Now The AV Club points out another new university study as shown that pop music has become gradually more depressing over the last five decades.
According to the findings of researchers Glenn Schellenberg and Christian von Scheve who analysed the tempo and mode of the most popular 1,010 songs from between 1965 and 2009, songs have become increasingly sadder and more melancholy.
During the course of their study the pair discovered that happy sounding songs usually have a fast tempo while sadder songs tend to be slower and use minor-mode.
According to their findings, the number of songs recorded in minor-mode has almost doubled over the last 50 years, while at the same time the number of slower tracks has also increased after reaching a peak in the 1990s.

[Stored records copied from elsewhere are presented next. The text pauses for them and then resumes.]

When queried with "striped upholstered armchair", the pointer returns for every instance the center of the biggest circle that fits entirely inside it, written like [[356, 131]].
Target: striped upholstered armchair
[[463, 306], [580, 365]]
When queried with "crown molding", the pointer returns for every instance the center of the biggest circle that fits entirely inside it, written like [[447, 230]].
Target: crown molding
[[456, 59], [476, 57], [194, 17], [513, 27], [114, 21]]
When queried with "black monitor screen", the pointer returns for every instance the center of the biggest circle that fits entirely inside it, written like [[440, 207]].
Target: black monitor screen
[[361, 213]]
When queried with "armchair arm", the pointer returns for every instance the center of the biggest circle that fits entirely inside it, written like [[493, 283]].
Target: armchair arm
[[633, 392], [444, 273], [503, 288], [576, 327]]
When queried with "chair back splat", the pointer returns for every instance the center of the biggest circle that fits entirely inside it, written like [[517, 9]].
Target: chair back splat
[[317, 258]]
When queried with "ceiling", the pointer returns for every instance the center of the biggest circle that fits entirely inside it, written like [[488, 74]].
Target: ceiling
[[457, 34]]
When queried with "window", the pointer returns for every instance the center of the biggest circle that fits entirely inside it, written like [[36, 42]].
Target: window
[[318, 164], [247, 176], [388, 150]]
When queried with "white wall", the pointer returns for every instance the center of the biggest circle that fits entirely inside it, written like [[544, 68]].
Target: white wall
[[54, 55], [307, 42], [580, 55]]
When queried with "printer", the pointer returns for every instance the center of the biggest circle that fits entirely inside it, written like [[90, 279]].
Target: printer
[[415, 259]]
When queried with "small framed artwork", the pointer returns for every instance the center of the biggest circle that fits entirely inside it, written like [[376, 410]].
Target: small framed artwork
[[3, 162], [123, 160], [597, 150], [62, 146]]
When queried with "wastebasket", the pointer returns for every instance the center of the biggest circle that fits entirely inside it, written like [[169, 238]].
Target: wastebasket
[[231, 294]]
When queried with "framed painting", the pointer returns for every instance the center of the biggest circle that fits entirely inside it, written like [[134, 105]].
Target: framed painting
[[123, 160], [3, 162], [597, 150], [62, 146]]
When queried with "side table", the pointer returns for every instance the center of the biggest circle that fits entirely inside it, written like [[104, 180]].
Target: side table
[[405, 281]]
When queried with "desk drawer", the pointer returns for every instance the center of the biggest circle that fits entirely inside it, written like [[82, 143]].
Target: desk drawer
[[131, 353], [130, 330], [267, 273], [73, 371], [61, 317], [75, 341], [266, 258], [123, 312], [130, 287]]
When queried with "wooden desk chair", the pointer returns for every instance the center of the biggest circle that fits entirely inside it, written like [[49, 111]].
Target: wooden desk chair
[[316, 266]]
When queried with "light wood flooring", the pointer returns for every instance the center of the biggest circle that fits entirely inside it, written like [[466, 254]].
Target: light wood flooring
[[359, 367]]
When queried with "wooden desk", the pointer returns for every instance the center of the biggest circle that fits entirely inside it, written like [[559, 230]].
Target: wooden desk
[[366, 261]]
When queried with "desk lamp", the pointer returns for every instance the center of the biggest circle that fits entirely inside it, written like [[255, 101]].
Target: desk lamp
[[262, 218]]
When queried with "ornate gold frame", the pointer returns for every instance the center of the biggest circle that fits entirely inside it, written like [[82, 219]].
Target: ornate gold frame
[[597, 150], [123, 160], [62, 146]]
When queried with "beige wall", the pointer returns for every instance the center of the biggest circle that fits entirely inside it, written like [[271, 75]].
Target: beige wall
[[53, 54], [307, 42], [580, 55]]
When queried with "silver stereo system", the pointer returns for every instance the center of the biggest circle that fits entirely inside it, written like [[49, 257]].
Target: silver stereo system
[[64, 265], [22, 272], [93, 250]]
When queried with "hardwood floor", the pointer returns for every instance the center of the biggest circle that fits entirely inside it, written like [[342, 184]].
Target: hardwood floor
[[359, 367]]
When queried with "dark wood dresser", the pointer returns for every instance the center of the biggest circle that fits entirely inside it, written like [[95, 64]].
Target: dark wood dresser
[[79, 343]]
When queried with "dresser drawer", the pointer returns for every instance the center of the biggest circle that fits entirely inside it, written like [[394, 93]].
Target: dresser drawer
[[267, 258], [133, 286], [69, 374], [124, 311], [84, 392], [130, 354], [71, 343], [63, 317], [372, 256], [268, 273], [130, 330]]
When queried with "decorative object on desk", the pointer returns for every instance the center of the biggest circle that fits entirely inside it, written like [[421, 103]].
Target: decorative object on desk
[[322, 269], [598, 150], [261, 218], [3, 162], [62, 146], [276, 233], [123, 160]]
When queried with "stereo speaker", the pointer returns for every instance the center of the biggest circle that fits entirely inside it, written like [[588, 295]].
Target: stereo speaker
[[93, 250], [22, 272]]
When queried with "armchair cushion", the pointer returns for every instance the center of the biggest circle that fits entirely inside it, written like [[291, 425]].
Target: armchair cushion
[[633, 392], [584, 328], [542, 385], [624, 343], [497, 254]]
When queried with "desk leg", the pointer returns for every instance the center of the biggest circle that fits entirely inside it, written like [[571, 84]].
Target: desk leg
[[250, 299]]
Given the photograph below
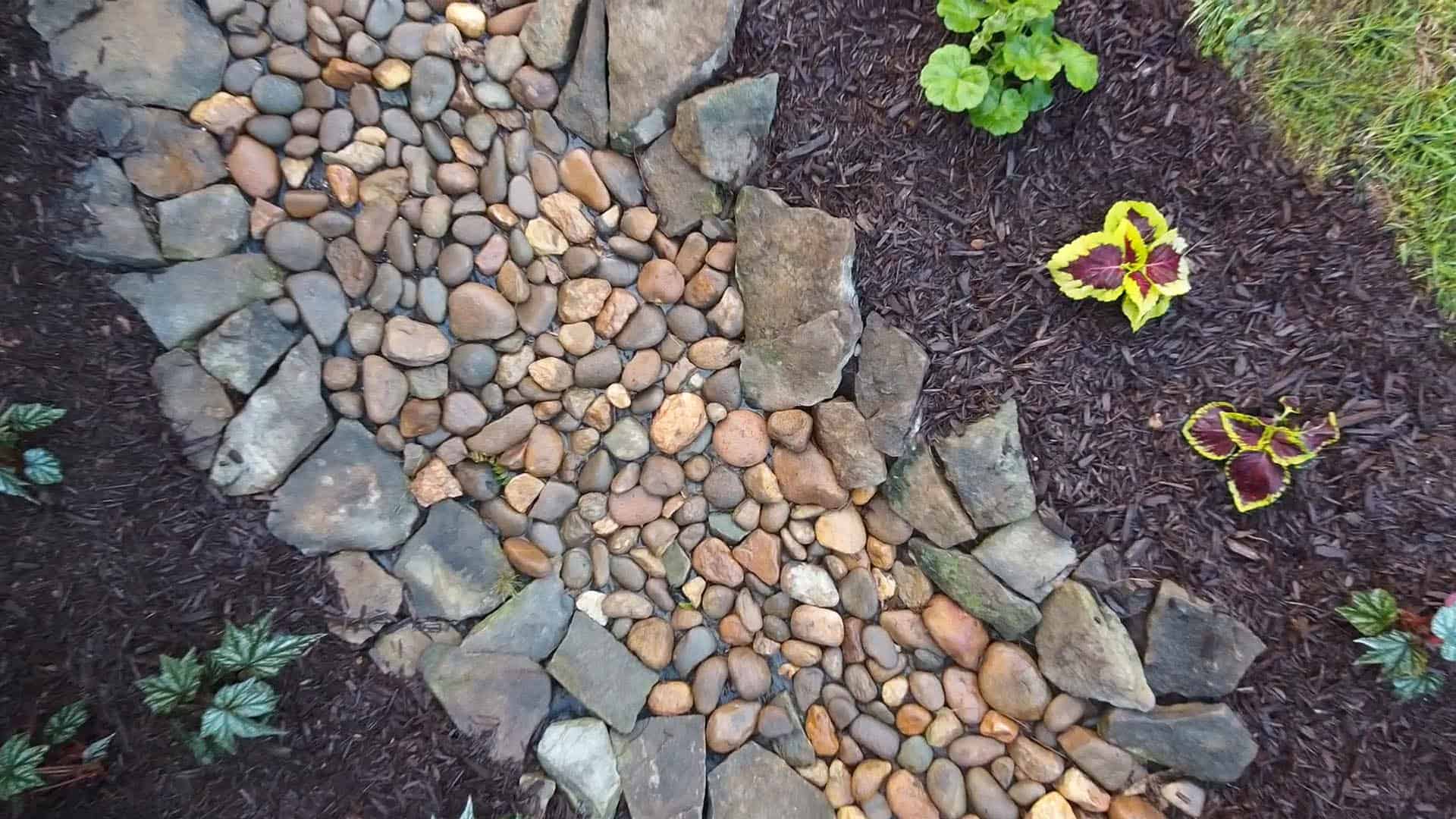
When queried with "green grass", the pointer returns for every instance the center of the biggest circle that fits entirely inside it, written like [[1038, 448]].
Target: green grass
[[1360, 86]]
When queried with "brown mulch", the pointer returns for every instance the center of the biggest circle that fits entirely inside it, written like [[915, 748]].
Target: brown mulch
[[1298, 292]]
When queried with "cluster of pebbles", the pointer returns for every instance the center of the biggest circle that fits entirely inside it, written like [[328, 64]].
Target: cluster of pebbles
[[498, 290]]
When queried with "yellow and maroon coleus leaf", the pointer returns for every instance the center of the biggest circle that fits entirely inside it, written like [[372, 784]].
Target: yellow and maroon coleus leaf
[[1256, 480], [1206, 435]]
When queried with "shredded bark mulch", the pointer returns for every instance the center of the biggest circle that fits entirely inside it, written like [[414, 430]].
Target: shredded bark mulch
[[1298, 290]]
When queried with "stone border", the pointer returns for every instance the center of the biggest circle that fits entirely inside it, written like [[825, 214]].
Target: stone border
[[628, 335]]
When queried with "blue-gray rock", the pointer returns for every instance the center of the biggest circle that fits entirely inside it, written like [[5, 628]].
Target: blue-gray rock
[[739, 787], [188, 299], [1204, 741], [723, 130], [579, 755], [986, 465], [1193, 651], [452, 566], [504, 695], [194, 403], [968, 583], [240, 350], [278, 426], [664, 767], [1028, 557], [887, 387], [532, 623], [118, 235], [801, 315], [660, 53], [204, 223], [348, 494], [146, 52], [601, 672]]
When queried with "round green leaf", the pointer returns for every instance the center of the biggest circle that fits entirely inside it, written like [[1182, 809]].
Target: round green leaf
[[951, 80]]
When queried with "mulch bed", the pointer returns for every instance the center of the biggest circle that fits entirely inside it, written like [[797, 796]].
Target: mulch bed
[[1298, 290]]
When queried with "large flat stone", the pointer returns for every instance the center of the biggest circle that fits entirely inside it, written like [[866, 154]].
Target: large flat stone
[[968, 583], [147, 52], [278, 426], [658, 55], [801, 314], [500, 695], [664, 767], [601, 672], [188, 299], [348, 494], [753, 783], [452, 566]]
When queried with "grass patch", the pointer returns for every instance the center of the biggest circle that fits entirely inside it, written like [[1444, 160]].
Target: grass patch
[[1362, 86]]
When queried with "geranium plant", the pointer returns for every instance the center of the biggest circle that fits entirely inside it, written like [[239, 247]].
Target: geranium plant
[[1400, 642], [1136, 257], [1005, 74], [1258, 453]]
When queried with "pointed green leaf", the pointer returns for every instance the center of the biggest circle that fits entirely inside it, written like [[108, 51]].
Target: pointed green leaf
[[177, 682], [963, 17], [1370, 613], [66, 722], [41, 466], [30, 417]]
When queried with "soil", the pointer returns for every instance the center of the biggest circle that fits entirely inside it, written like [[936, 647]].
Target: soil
[[1298, 290]]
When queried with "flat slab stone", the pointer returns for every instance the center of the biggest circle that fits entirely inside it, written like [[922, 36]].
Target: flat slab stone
[[278, 426], [801, 314], [504, 695], [147, 52], [348, 494], [188, 299], [532, 623], [1194, 651], [887, 388], [664, 767], [968, 583], [194, 401], [1206, 741], [740, 786], [660, 53], [601, 672], [452, 566], [986, 465]]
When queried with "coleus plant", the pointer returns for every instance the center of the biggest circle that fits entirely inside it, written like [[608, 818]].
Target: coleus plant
[[1136, 257], [1258, 453], [1400, 640], [1005, 74]]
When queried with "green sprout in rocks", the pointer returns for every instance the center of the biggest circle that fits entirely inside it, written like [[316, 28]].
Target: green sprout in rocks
[[1258, 452], [36, 465], [226, 689], [1400, 642], [1005, 74], [24, 768]]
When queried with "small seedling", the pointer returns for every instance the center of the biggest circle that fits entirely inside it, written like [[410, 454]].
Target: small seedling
[[1258, 452], [1400, 642], [226, 687], [1136, 259], [1006, 71], [24, 768], [36, 465]]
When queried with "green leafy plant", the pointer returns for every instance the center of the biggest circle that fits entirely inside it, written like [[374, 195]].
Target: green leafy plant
[[36, 465], [24, 768], [226, 689], [1258, 452], [1400, 642], [1136, 259], [1005, 74]]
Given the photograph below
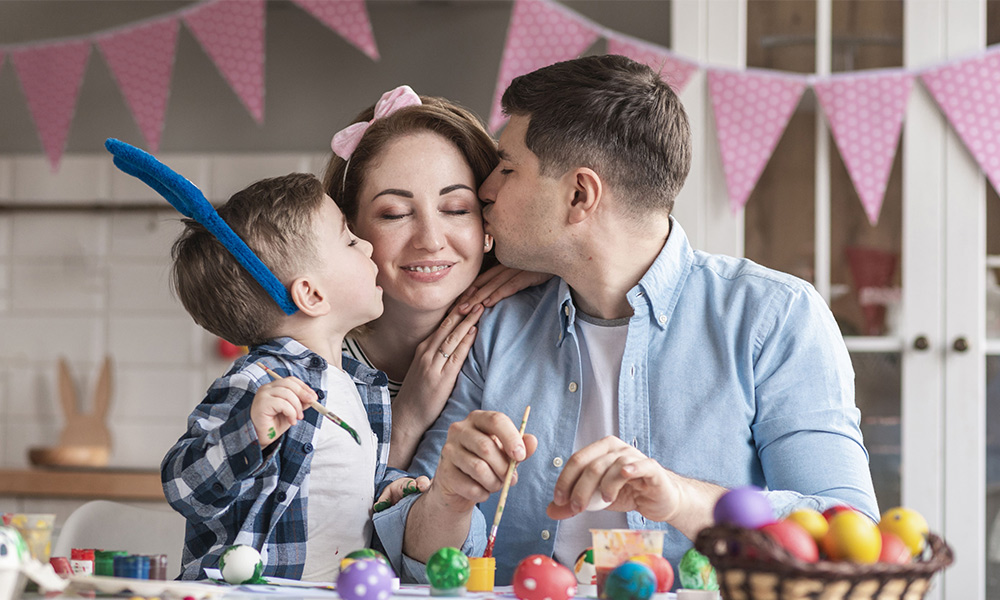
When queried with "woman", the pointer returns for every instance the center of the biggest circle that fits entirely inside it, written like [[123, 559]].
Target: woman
[[406, 175]]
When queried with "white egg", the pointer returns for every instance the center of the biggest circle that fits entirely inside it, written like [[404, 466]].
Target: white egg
[[240, 564]]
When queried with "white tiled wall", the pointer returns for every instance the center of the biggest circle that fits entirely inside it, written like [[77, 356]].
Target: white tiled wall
[[84, 275]]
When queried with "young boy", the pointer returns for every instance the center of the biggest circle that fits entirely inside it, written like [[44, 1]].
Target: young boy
[[257, 465]]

“We examined whether emotional cues in American popular music have changed over time,” the pair wrote in their paper. “Predicting that music has become progressively more sad-sounding and emotionally ambiguous. Our sample comprised over 1,000 Top 40 recordings from 25 years spanning five decades.”
“Over the years, popular recordings became longer in duration and the proportion of female artists increased,” they continue. “In line with our principal hypotheses, there was also an increase in the use of minor mode and a decrease in average tempo, confirming that popular music became more sad-sounding over time.”
“Decreases in tempo were also more pronounced for songs in major than in minor mode, highlighting a progressive increase of mixed emotional cues in popular music.”
Schellenberg and von Scheve have proposed several theories why pop music has become slower and sadder, pointing towards increased consumerism and cultural individualism which “produces a demand for more choice”.
The pair have also suggested that modern listeneres and eager to show “sophistication in their taste”, meaning that happy and fun tracks have fallen out of fashion for sounding “naïve and slightly juvenile”. By the same measure, acts that use emotional ambiguity are now seen as attempting to convey depth or seriousness, something that can often be incredibly depressing.